Being new to the Friends’ staff, it was my first trip up to Menogyn for this member event and I was blown away not only by how much fun we had, but also by the deep sense of hope and purpose I returned home with.
Sitting down to breakfast on our first morning at camp, I looked around the room, matching faces with the names I had gleaned from registration. Looking around, it struck me just how diverse our group of winter enthusiasts was. With literally a 60 year span of ages between us, three generations of skiers, hikers, and snowshoers had come together this weekend out of love for a place. Each one of us had a different story, different life experience, but what ran through each person, what drove us north on one of the coldest weekends of the year, was a sense of connection and affection for the open and quiet landscapes of the BWCA. For an experience of “spiritual oneness” as Sigurd Olson once called it, and the opportunity to share those experiences with younger generations.
That morning, as kid after kid bundled themselves until all you could see were tiny openings with excited eyes behind them, and barreled out of the dining hall, it became ever more clear to me why we do the work that we do.

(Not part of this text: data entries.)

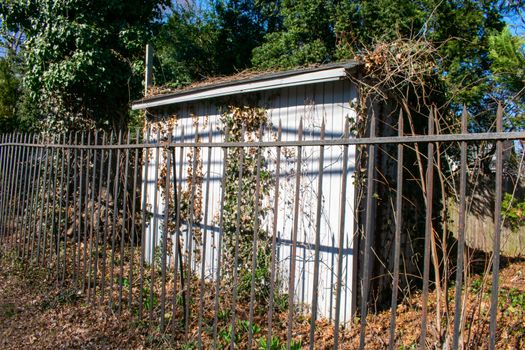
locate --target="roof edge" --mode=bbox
[131,61,360,110]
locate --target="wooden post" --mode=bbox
[144,44,153,97]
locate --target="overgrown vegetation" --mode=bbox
[0,0,524,131]
[221,107,271,302]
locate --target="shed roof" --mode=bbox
[131,60,359,110]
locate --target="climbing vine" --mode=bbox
[221,106,271,300]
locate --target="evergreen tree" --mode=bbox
[0,0,167,130]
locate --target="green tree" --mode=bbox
[252,0,335,69]
[0,0,168,130]
[0,57,20,132]
[154,0,280,87]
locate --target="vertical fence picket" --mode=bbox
[230,124,246,350]
[388,110,404,350]
[172,126,187,340]
[419,109,434,349]
[160,139,171,333]
[13,133,27,257]
[266,119,283,350]
[18,135,34,259]
[0,134,9,246]
[92,131,107,303]
[309,118,326,350]
[213,127,225,349]
[197,127,213,349]
[55,134,67,286]
[109,131,122,309]
[80,132,94,294]
[359,113,376,349]
[452,106,468,349]
[148,129,160,322]
[489,104,503,350]
[74,132,86,290]
[248,123,264,349]
[86,130,102,300]
[334,119,350,349]
[8,133,23,253]
[118,131,131,314]
[60,132,74,285]
[71,132,83,287]
[128,129,140,311]
[100,131,114,304]
[138,128,151,319]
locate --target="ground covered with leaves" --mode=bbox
[0,242,525,350]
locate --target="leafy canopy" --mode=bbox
[0,0,167,130]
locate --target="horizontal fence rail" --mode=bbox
[0,108,525,349]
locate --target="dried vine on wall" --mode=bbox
[221,107,271,301]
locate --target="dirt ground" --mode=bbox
[0,249,525,349]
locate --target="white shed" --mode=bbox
[132,61,358,322]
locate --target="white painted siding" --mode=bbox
[142,80,357,322]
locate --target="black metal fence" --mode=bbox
[0,109,525,349]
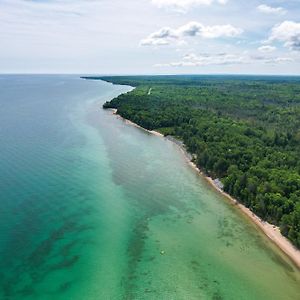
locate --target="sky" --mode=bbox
[0,0,300,75]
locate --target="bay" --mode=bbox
[0,75,300,300]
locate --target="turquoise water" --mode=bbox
[0,75,300,300]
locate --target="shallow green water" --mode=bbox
[0,76,300,300]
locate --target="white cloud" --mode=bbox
[258,45,276,53]
[140,22,243,46]
[155,52,293,67]
[268,21,300,51]
[151,0,228,11]
[257,4,287,15]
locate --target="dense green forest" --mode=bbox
[86,76,300,248]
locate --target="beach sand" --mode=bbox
[111,109,300,268]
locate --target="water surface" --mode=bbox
[0,76,300,300]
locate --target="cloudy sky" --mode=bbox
[0,0,300,75]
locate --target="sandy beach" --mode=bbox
[111,109,300,269]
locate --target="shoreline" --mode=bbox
[108,109,300,269]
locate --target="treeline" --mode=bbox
[99,76,300,248]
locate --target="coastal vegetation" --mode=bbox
[93,76,300,248]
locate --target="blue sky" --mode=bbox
[0,0,300,75]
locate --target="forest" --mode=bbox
[84,75,300,248]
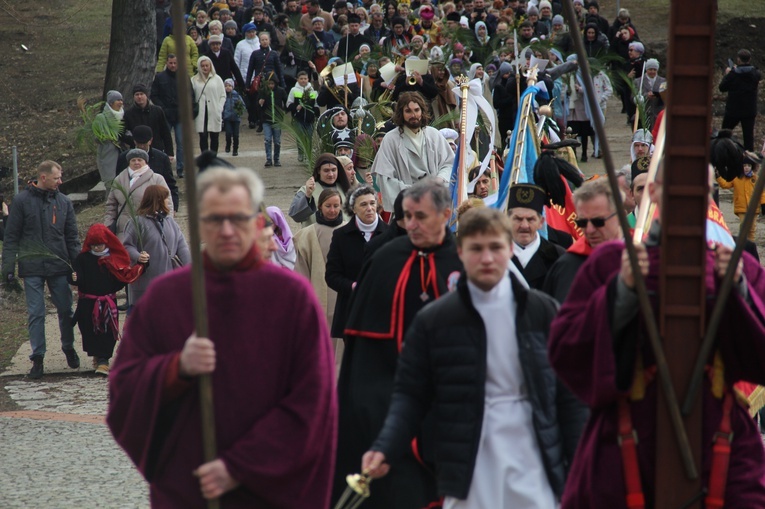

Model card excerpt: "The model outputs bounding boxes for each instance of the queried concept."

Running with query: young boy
[258,73,287,168]
[223,78,245,156]
[287,71,319,162]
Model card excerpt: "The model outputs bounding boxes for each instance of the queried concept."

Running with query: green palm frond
[275,113,317,175]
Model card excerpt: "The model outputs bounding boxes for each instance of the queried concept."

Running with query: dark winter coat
[204,48,244,87]
[372,274,587,499]
[513,235,566,290]
[245,48,286,89]
[720,65,762,118]
[324,216,388,338]
[3,184,80,280]
[121,102,175,157]
[116,147,178,212]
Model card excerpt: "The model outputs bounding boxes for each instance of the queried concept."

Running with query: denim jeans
[167,122,183,173]
[24,276,74,359]
[263,122,282,161]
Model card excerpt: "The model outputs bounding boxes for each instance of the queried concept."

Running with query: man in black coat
[117,125,178,212]
[507,184,566,290]
[150,54,195,178]
[720,49,762,150]
[333,177,462,509]
[122,84,175,158]
[204,35,244,87]
[361,208,587,508]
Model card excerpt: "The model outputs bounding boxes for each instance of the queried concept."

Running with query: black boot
[27,355,43,380]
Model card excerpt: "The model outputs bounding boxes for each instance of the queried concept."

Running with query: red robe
[107,264,337,509]
[549,242,765,509]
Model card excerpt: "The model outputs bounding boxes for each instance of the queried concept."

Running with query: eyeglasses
[574,212,616,228]
[199,214,255,230]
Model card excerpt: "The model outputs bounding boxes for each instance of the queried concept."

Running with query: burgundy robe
[549,242,765,509]
[107,264,337,509]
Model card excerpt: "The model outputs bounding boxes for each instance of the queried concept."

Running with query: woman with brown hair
[124,186,191,312]
[288,153,351,227]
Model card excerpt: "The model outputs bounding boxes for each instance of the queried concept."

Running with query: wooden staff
[684,159,765,415]
[563,0,699,479]
[457,76,470,206]
[172,0,220,509]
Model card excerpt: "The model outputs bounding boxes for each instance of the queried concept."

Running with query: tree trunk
[104,0,157,106]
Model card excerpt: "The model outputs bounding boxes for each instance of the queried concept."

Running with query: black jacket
[2,184,80,280]
[372,274,587,499]
[324,216,388,338]
[245,48,286,89]
[124,103,175,157]
[720,65,762,118]
[116,147,178,212]
[205,48,244,87]
[513,235,566,290]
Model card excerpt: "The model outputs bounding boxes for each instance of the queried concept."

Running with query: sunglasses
[574,212,616,228]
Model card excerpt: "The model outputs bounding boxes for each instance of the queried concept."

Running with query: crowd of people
[2,0,765,509]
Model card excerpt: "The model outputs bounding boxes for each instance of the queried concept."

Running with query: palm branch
[275,112,318,175]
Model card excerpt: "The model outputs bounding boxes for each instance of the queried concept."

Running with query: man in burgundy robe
[107,168,337,509]
[549,170,765,509]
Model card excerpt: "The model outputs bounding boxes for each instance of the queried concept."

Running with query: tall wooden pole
[172,0,220,509]
[655,0,717,509]
[563,0,709,482]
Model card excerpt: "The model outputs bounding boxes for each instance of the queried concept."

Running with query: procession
[0,0,765,509]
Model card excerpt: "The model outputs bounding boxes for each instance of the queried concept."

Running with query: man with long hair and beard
[372,92,454,212]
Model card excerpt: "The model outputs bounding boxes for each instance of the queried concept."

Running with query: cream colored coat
[104,168,173,238]
[292,223,345,328]
[191,74,226,133]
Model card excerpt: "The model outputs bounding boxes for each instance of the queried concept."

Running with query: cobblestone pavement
[0,94,748,509]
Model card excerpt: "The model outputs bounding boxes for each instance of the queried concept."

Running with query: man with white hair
[106,168,337,509]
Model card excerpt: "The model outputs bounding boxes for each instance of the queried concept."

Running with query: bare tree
[104,0,157,103]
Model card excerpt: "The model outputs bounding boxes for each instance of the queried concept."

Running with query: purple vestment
[549,242,765,509]
[107,264,337,509]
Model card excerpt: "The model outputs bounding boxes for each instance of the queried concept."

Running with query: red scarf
[82,223,144,283]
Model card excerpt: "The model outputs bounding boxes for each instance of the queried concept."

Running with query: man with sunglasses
[107,167,337,509]
[542,178,622,303]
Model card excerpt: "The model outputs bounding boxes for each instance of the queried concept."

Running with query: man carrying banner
[549,162,765,509]
[372,92,454,212]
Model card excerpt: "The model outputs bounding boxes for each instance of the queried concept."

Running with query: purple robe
[107,264,337,509]
[549,242,765,509]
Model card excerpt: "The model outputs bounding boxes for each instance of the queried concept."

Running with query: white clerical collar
[468,273,513,308]
[513,233,542,269]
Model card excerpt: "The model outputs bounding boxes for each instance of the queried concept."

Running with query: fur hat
[125,148,149,163]
[106,90,123,106]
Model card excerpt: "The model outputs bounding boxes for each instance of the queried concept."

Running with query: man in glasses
[507,184,565,290]
[542,178,622,302]
[549,166,765,509]
[107,167,337,509]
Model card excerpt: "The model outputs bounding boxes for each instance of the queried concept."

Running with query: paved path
[0,93,737,509]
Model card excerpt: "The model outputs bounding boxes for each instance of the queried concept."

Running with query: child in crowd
[287,71,319,162]
[70,223,149,376]
[258,73,287,168]
[223,78,246,156]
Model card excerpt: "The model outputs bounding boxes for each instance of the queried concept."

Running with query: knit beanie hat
[106,90,123,105]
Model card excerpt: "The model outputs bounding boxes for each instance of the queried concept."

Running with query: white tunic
[444,277,557,509]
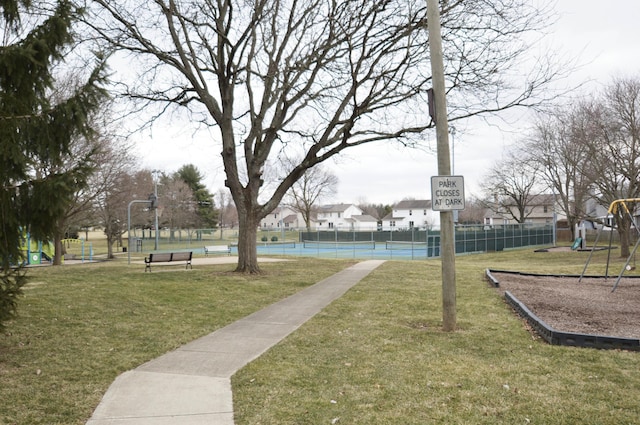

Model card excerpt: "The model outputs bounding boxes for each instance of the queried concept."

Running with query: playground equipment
[22,232,55,265]
[22,233,93,266]
[578,198,640,292]
[61,239,93,263]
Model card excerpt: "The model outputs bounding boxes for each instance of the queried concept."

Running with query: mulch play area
[491,271,640,339]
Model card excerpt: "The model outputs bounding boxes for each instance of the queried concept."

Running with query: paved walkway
[87,260,384,425]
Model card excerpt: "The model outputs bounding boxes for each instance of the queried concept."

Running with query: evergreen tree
[0,0,105,330]
[176,164,218,227]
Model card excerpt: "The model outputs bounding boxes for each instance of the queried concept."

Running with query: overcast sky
[137,0,640,204]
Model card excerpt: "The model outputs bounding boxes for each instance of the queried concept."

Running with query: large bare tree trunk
[236,207,260,274]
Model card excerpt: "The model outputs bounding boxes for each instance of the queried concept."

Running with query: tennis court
[250,224,555,260]
[250,240,440,260]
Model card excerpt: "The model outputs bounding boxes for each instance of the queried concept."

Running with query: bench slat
[204,245,231,256]
[144,251,193,272]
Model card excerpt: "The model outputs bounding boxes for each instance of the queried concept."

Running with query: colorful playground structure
[22,233,93,266]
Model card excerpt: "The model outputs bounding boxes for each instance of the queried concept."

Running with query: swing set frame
[578,198,640,292]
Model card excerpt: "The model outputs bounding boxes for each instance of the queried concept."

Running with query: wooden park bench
[204,245,231,257]
[144,251,193,273]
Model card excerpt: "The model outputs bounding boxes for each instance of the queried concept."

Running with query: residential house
[484,193,559,226]
[260,207,306,230]
[382,200,440,230]
[316,204,378,231]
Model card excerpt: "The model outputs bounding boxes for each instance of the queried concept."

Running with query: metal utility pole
[427,0,456,331]
[151,170,160,251]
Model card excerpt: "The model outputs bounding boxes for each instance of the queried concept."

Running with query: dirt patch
[492,272,640,339]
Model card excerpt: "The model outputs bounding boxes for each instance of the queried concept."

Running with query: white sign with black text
[431,176,464,211]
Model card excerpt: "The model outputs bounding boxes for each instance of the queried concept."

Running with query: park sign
[431,176,464,211]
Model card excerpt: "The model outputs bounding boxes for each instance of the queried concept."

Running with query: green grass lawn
[233,249,640,425]
[0,249,640,425]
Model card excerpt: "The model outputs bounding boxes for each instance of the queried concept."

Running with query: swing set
[578,198,640,292]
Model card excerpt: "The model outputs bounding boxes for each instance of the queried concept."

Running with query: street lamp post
[427,0,456,332]
[127,199,153,264]
[151,170,160,251]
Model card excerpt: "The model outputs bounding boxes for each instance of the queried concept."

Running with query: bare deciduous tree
[525,102,594,239]
[482,151,539,223]
[87,0,556,273]
[577,78,640,257]
[285,164,338,232]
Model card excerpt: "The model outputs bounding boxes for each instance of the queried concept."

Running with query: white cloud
[138,0,640,204]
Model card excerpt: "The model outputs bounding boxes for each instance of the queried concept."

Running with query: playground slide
[41,244,55,263]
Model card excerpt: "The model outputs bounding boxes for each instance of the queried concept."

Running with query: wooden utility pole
[427,0,456,332]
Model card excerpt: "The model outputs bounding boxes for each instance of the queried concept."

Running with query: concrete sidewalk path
[87,260,384,425]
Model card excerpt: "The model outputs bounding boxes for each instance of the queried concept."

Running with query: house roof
[393,199,431,210]
[351,214,378,223]
[318,204,355,213]
[282,214,298,224]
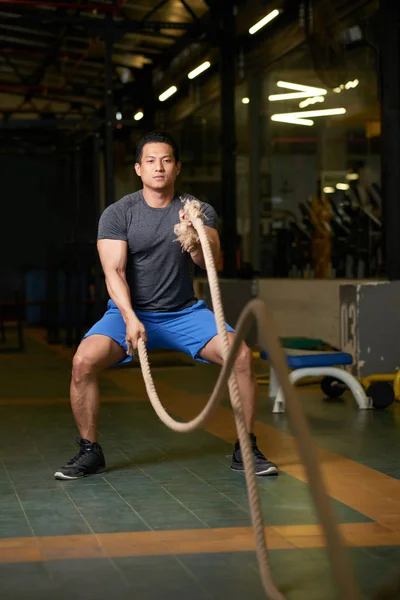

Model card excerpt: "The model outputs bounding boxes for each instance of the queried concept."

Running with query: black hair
[135,131,179,164]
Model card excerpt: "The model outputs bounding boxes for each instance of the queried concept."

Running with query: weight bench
[260,348,372,413]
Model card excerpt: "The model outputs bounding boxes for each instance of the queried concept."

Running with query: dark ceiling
[0,0,209,125]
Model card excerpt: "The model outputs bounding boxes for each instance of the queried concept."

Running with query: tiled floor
[0,332,400,600]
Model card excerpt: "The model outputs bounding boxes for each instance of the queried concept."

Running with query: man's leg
[199,332,278,475]
[54,335,126,479]
[199,332,258,433]
[70,335,126,443]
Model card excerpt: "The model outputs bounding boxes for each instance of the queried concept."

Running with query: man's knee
[72,348,97,382]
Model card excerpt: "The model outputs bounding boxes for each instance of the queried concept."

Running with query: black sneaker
[54,438,106,479]
[231,433,278,475]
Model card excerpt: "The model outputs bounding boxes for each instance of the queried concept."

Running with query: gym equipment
[138,201,361,600]
[260,349,372,413]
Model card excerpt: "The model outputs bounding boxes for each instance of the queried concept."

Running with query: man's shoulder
[103,191,141,218]
[112,190,142,210]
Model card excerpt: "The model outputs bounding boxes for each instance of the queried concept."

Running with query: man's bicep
[205,225,221,252]
[97,239,128,276]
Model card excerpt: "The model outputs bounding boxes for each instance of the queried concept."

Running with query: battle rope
[138,200,361,600]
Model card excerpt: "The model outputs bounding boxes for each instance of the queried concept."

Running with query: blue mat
[260,350,353,369]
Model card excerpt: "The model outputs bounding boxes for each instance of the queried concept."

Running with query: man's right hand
[126,319,147,356]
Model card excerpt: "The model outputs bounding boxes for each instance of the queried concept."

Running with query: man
[54,132,278,479]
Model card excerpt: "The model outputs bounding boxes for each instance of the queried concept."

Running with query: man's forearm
[106,271,137,323]
[190,244,219,269]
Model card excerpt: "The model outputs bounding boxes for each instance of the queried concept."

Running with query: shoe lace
[67,440,87,467]
[251,439,267,460]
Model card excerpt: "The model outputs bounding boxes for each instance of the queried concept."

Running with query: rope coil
[138,200,361,600]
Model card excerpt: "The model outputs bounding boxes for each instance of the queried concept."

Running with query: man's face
[135,142,181,191]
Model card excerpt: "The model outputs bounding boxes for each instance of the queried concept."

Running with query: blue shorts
[83,300,234,364]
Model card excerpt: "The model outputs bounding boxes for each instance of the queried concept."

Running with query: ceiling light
[276,81,327,96]
[249,8,280,35]
[268,92,322,102]
[158,85,178,102]
[344,79,360,90]
[271,115,314,127]
[188,60,211,79]
[271,108,346,121]
[299,96,325,108]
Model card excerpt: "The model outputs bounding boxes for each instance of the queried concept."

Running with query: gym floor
[0,330,400,600]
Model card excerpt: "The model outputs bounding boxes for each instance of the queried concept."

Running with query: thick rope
[138,201,361,600]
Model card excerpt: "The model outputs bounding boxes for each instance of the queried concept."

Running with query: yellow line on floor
[0,523,400,564]
[104,373,400,531]
[0,395,143,406]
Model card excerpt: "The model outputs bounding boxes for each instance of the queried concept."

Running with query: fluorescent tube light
[249,8,280,35]
[158,85,178,102]
[188,60,211,79]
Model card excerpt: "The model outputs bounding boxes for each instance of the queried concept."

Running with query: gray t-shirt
[97,190,217,312]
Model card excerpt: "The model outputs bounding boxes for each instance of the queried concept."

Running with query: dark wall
[0,140,98,271]
[0,155,60,268]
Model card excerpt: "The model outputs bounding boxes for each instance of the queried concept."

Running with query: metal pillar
[248,73,262,273]
[93,132,105,321]
[379,0,400,280]
[104,14,115,206]
[217,2,237,278]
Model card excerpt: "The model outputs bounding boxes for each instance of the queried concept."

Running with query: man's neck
[143,187,175,208]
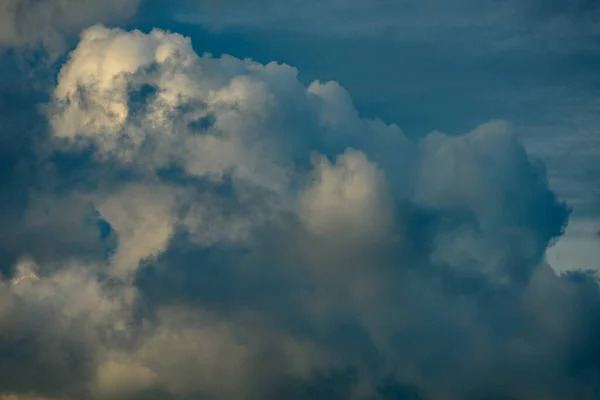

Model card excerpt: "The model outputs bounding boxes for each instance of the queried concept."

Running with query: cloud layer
[0,25,600,400]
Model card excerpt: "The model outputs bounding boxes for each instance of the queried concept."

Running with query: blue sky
[0,0,600,400]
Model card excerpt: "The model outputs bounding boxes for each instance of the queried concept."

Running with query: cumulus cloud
[0,0,140,52]
[0,25,600,400]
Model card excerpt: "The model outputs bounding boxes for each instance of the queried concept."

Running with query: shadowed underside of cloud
[0,26,600,400]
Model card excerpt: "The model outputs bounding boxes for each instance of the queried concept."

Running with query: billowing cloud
[0,0,140,53]
[0,25,600,400]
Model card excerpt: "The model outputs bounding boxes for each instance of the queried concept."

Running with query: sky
[0,0,600,400]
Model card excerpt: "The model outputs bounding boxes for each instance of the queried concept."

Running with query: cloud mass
[0,25,600,400]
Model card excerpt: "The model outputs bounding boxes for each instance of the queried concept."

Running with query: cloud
[0,25,600,400]
[0,0,140,53]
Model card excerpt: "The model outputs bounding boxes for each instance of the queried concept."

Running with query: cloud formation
[0,0,140,53]
[0,25,600,400]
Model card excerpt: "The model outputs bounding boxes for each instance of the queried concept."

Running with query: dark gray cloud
[0,21,600,400]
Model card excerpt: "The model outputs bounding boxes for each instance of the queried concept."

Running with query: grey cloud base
[0,26,600,400]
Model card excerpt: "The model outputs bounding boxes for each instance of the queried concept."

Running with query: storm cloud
[0,25,600,400]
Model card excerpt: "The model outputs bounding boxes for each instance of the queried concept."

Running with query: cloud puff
[0,0,139,53]
[0,26,600,399]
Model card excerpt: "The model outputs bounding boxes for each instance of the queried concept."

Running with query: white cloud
[0,26,585,399]
[0,0,140,54]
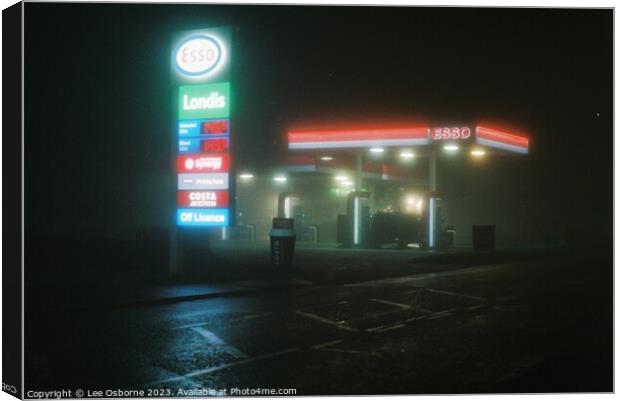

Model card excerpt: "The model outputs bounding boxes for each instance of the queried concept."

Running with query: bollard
[269,217,295,270]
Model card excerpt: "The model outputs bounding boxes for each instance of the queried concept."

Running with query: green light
[179,82,230,120]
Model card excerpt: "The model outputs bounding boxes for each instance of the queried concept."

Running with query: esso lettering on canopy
[432,127,471,141]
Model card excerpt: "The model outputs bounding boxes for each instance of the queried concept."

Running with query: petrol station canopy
[286,124,530,185]
[288,126,529,154]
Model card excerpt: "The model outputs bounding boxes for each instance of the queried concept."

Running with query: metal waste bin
[269,217,295,269]
[471,225,495,251]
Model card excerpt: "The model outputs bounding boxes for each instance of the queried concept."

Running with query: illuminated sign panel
[432,127,471,141]
[170,27,230,84]
[178,137,228,154]
[178,138,201,154]
[179,82,230,120]
[476,127,530,154]
[171,28,234,227]
[177,173,228,190]
[177,191,228,208]
[177,154,228,173]
[201,138,228,153]
[177,209,228,227]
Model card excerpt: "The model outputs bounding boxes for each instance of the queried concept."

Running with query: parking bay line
[295,310,359,331]
[312,340,377,355]
[192,327,248,358]
[371,298,433,313]
[147,348,299,386]
[424,288,487,302]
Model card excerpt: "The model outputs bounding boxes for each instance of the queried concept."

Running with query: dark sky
[25,3,613,241]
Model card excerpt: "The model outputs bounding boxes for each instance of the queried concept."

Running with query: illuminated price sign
[201,138,228,153]
[171,28,234,227]
[177,191,228,208]
[177,154,228,173]
[177,209,228,227]
[432,127,471,141]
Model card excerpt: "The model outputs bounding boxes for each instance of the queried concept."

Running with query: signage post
[170,27,234,274]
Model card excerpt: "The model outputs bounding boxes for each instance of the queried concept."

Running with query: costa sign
[432,127,471,141]
[177,154,228,173]
[175,34,222,77]
[177,191,228,207]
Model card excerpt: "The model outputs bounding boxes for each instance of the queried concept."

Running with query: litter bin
[471,225,495,251]
[269,217,295,269]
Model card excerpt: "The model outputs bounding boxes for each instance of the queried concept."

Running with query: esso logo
[433,127,471,141]
[175,35,222,77]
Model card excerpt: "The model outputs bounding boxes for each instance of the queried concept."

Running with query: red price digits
[202,139,228,153]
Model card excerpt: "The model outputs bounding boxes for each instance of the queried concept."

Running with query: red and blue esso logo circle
[175,34,222,77]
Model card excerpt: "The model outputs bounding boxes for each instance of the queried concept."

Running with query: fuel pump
[278,192,303,232]
[347,191,370,247]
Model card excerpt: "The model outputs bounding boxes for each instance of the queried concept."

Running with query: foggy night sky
[25,3,613,245]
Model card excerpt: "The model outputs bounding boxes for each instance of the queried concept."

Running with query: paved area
[26,247,612,396]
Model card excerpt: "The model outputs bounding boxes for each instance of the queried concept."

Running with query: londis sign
[170,28,234,227]
[171,27,230,84]
[177,191,228,208]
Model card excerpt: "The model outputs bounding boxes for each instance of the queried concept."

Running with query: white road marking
[426,288,487,302]
[172,322,209,330]
[145,348,299,386]
[192,327,248,359]
[371,298,433,313]
[428,309,454,320]
[344,264,512,287]
[367,323,405,333]
[312,340,377,355]
[295,310,359,331]
[312,340,343,349]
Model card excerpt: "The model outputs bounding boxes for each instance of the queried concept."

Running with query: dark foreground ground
[25,247,613,396]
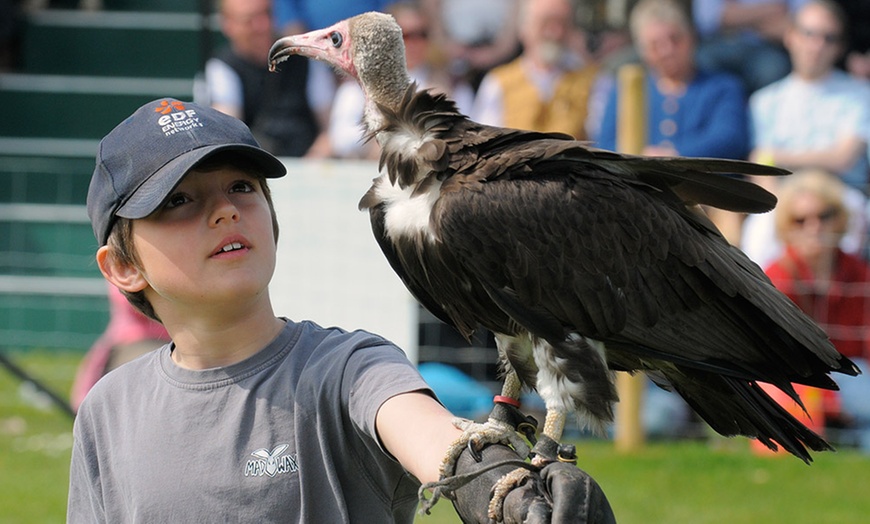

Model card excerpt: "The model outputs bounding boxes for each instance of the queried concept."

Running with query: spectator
[205,0,318,157]
[741,0,870,267]
[766,169,870,451]
[597,0,749,242]
[328,1,474,158]
[597,0,749,159]
[692,0,807,93]
[471,0,597,140]
[70,285,169,411]
[424,0,521,89]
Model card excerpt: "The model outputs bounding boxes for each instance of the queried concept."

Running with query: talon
[466,439,483,462]
[487,468,531,522]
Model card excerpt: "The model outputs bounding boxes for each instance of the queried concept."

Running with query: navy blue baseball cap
[88,98,287,246]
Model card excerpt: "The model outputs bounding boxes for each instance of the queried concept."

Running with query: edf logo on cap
[154,100,202,136]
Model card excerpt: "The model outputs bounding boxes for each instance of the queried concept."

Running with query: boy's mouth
[218,242,245,253]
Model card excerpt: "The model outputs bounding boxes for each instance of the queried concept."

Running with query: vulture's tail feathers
[668,371,833,464]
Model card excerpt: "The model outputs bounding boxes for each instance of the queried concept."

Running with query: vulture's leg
[441,371,529,477]
[441,334,534,477]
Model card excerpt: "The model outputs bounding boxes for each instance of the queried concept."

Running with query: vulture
[269,12,858,471]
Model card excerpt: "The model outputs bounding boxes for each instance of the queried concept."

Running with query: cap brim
[115,144,287,219]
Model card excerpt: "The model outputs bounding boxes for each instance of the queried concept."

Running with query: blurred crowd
[0,0,870,451]
[199,0,870,451]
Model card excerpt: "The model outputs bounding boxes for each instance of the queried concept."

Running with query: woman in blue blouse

The looks on their faces that weekend conveyed the same emotions that I have when I am in the Boundary Waters. And, though they were not my own children, disjointedly running in their boots out into the wilderness, more than anything, I want to make sure that these kids have this remarkable place to provide them face splitting joy well into the future.
My grandfather once remarked that sometimes hardship creates the brightest beauty of all. Which I think holds true in many instances—the explosion of wildflowers after a forest burns, the crystalline and sparkling landscape of negative degree weather, the sense of community that is created when a place you love becomes threatened. We as a state are facing big decisions in our near future that will undoubtedly affect the BWCA. We have no insignificant task ahead of us, but every day we spend being advocates for the place we love, every letter to a legislator, every phone call and conversation with a friend, is a voice, a vote, for the wilderness and not one goes unheard.
The work we do, bundled in the face of hardship, is to create and sustain beauty for these twenty kids, their peers, and their children in turn. I was blessed to spend three days with them, their parents, and grandparents and I can tell you, there is beauty in the next generation.